Missing issue information for external analyzers

[christopher-watanabe-snkeos]

Describe what you need to know

I am using the Sonar CNES report tool v4.1.1 with SonarQube Community Edition 8.9.8. What I've noticed is that SonarSource errors are generated with name, description, type, severity and number information. External Roslyn analyzer issues are however only shown with the name (i.e. "external_roslyn:CA1051") and number information. Other fields are given "?", as if the information were missing. The "?" labelled fields are available on the SonarQube server however, so I expect this information is not truly missing (see screenshots).

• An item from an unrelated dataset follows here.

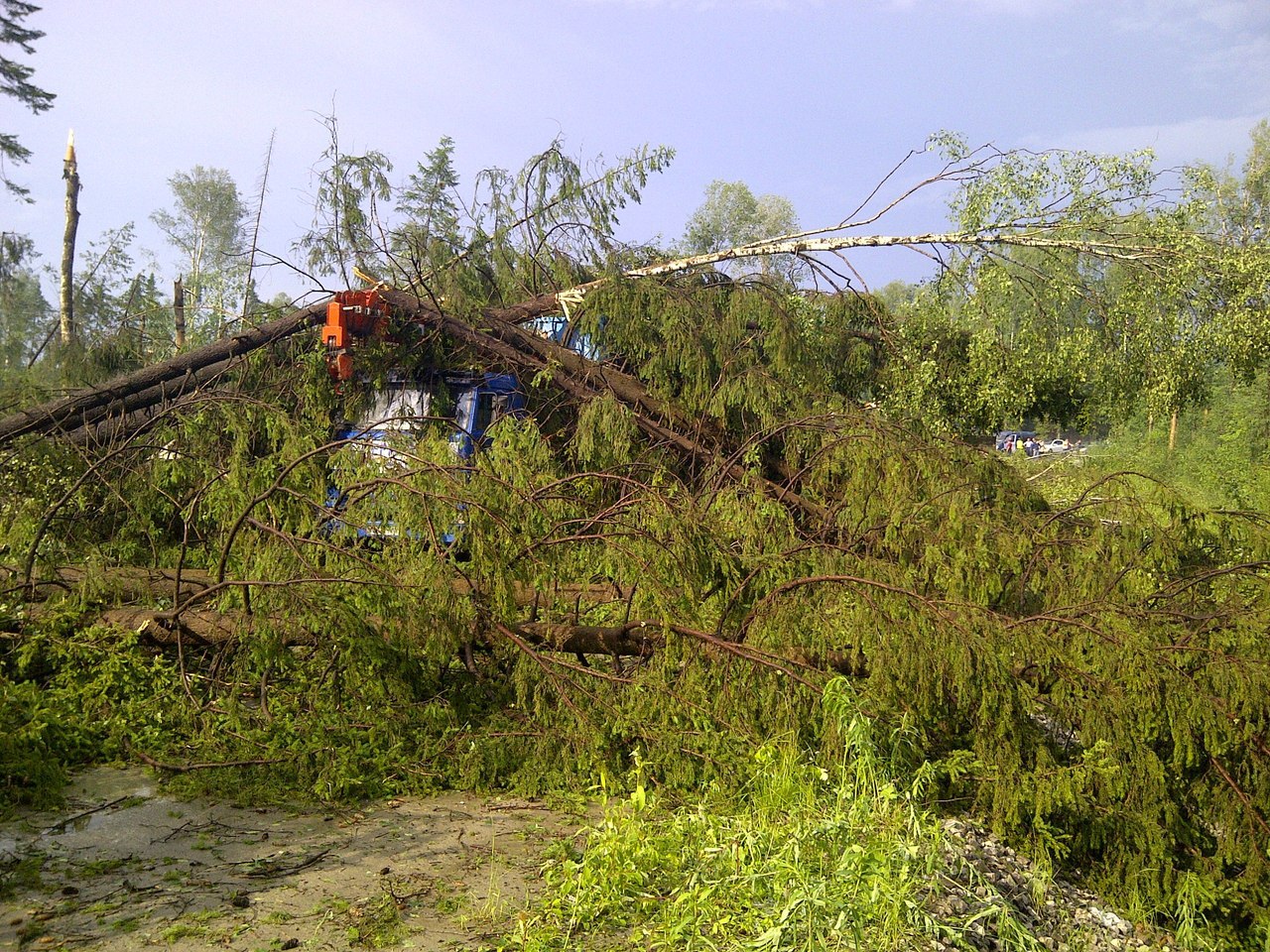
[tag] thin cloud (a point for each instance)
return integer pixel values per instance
(1174, 144)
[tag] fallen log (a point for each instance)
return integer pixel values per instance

I'd like to know whether I'm configuring my report generation wrong or whether this is a feature that is not yet supported, namely importing of external analyzer issues in the report with full information.

Screenshots & log

"?"-labelled content in the report

Information given in SonarQube with the same external error code (circled red)

User environment

Please complete the following information.

• OS: Windows 10
• Project version: Release 4.1.1, SonarQube Community v.8.9.8

[Sancretor]

Hi @ChristopherWatanabe
Thanks for the feedback ! ... and sorry for this issue.
Honestly, I would need to investigate a bit to answer correctly, but it may be an issue on our side, rather than a misconfiguration on yours.
I'll give you an update as soon as possible.

[christopher-watanabe-snkeos]

Thank you @Sancretor ! In the meantime, it seems that quite a few of these external warnings (incorrectly mislabelled errors by me!) can be picked up by expanding the SonarQube C# Ruleset, which is perhaps why this is just now become an issue. For the greatest amount of analysis and peace of mind however, I would ultimately like to include external analyzer warnings and information as well.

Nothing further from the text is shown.